Insight Partners slashed its $20 billion target for its latest fund and said it would slow the pace of deals after nearly a year of slow fundraising as technology valuations slump.

The New York-based venture capital firm is one of the largest tech growth investors in the U.S., with $90 billion in assets, but has raised only about $2 billion for its 13th fund, which made its first investment in the company last June. Those who sell.

In a letter to institutional investors on Monday, Insight Partners warned its investors that it is witnessing a “big tech reset” as a sharp decline in public company valuations affects the value, volume and quality of U.S. startups. It can be invested.

As a result, Insight said it would trim the size of its latest fund to $15 billion. It also said that while it has historically deployed existing funds much faster than many of its peers, it expects to slow down the deployment of existing funds by an average of two years. Insight has nearly $10 billion in “dry powder” — money it has raised but has yet to deploy.

Insight “didn’t see the number of companies it was excited about,” said a person close to the fund.

Insight is regarded as the vane of venture capital and technology investment. One New York-based investor said its difficulties raising its latest fund underscored the industry’s challenges. “It was a massacre,” the person said.

As interest rates rise and tech company valuations stagnate, institutional investors such as pension funds and endowments have reined in investments in illiquid private markets.

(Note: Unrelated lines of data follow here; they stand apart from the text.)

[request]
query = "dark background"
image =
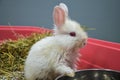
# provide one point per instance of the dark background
(104, 15)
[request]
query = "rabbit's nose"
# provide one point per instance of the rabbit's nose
(84, 42)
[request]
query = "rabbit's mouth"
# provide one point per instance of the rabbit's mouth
(81, 44)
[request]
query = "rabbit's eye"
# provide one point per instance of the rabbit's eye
(72, 34)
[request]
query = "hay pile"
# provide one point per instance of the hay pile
(13, 54)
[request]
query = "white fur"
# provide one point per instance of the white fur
(57, 54)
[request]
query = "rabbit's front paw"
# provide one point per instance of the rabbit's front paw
(70, 73)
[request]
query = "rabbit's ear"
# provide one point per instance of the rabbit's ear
(65, 8)
(59, 16)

Venture capital funding has soared to record levels during the pandemic, with companies raising a combined $159 billion and $171 billion in 2021 and 2022, according to PitchBook. But that has collapsed over the past six months, with U.S. venture funds raising just $12 billion in the first quarter of this year.

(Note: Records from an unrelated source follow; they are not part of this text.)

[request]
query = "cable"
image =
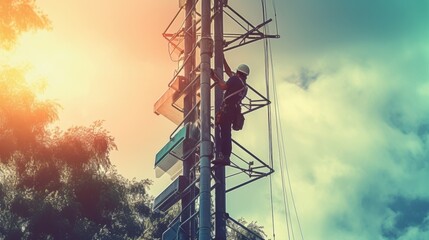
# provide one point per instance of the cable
(270, 130)
(282, 151)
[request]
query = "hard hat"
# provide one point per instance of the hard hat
(244, 69)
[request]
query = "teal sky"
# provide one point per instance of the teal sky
(353, 77)
(353, 85)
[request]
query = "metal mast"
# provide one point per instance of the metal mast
(206, 44)
(220, 198)
(181, 104)
(188, 207)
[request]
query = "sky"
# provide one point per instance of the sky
(353, 85)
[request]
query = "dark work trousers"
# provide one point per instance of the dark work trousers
(225, 132)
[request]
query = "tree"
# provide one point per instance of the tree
(57, 184)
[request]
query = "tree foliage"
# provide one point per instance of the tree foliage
(60, 184)
(57, 184)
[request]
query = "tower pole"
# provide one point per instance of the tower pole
(220, 198)
(206, 44)
(189, 102)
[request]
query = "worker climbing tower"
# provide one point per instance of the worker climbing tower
(191, 102)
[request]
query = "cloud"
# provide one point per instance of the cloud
(407, 214)
(303, 79)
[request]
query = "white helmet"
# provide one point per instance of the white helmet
(244, 69)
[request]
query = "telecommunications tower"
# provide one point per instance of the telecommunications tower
(190, 105)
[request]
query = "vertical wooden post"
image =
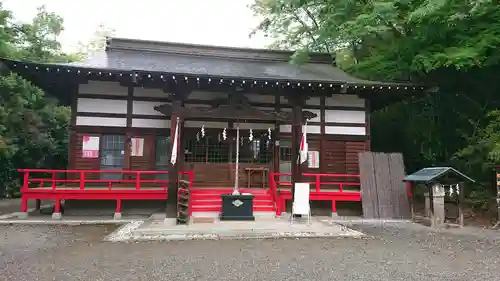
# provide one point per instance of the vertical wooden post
(296, 137)
(461, 199)
(173, 172)
(498, 199)
(411, 193)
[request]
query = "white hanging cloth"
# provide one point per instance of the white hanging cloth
(173, 158)
(304, 146)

Insight was one of the busiest investment firms in 2021, according to Crunchbase, at a time when tech valuations and dealmaking were booming, taking part in deals totaling $25 billion, including more than $500 million in Transmit Security and Nuvemshop. Lead funding round. However, the number of venture capital and private equity rounds in which Insight participated fell by a fifth last year, from 243 to 199, with deals totaling $14.4 billion, according to Crunchbase.

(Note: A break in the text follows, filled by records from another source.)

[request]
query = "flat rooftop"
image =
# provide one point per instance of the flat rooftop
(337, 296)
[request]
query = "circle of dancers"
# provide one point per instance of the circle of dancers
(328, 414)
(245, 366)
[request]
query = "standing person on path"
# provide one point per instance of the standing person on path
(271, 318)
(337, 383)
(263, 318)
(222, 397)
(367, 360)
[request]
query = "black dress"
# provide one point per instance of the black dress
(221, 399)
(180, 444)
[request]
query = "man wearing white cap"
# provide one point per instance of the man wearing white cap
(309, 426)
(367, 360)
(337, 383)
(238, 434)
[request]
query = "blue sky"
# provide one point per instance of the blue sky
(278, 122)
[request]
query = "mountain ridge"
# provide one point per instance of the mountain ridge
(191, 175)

“The sharp drop in valuations has reset the market in a very positive way,” said Insight’s note to investors. “In 2021, we see exceptional growth in technology demand, but challenging valuations and a lack of discipline in cost structures and cash burn rates. We believe the Great Reset has addressed both challenges.”

Insight has invested heavily in fast-growing software companies in recent years, especially as valuations soar in 2020 and 2021.

Last year, it led a $1 billion round for payments processor Checkout.com at a $40 billion valuation and a $690 million round for Singapore-based Coda Payments at a valuation of about $2.5 billion. . The firm led Jasper’s $125 million Series A round last year, valuing the artificial intelligence chatbot company at $1.5 billion. Other major investments include HelloFresh, Calm, Delivery Hero, Twitter and failed crypto platform FTX.

However, it faces a painful reversal in technical valuations that has occurred over the past 18 months.

Insight has deployed about $14 billion of its 12th fund, which closed last year after raising $20 billion, people close to the firm said.

“They’re deploying very aggressively in a very short period of time . . . at top price,” said a U.S. venture investor whose firm explored an investment with Insight. “They’re dazzled smart people.”

An adviser to U.S. private-market investors compared Insight to Chase Coleman’s investment fund, Tiger Global, which has written a string of big checks for top-of-the-market startups in recent years.

“Both Insight and Tiger are very active and aggressive in the go-go era,” the person said. “Insight picked their position more strategically . . . Everyone who’s been very active in late-stage VC in 2020 and 2021 will lick some wounds, but Insight’s process is much more robust.”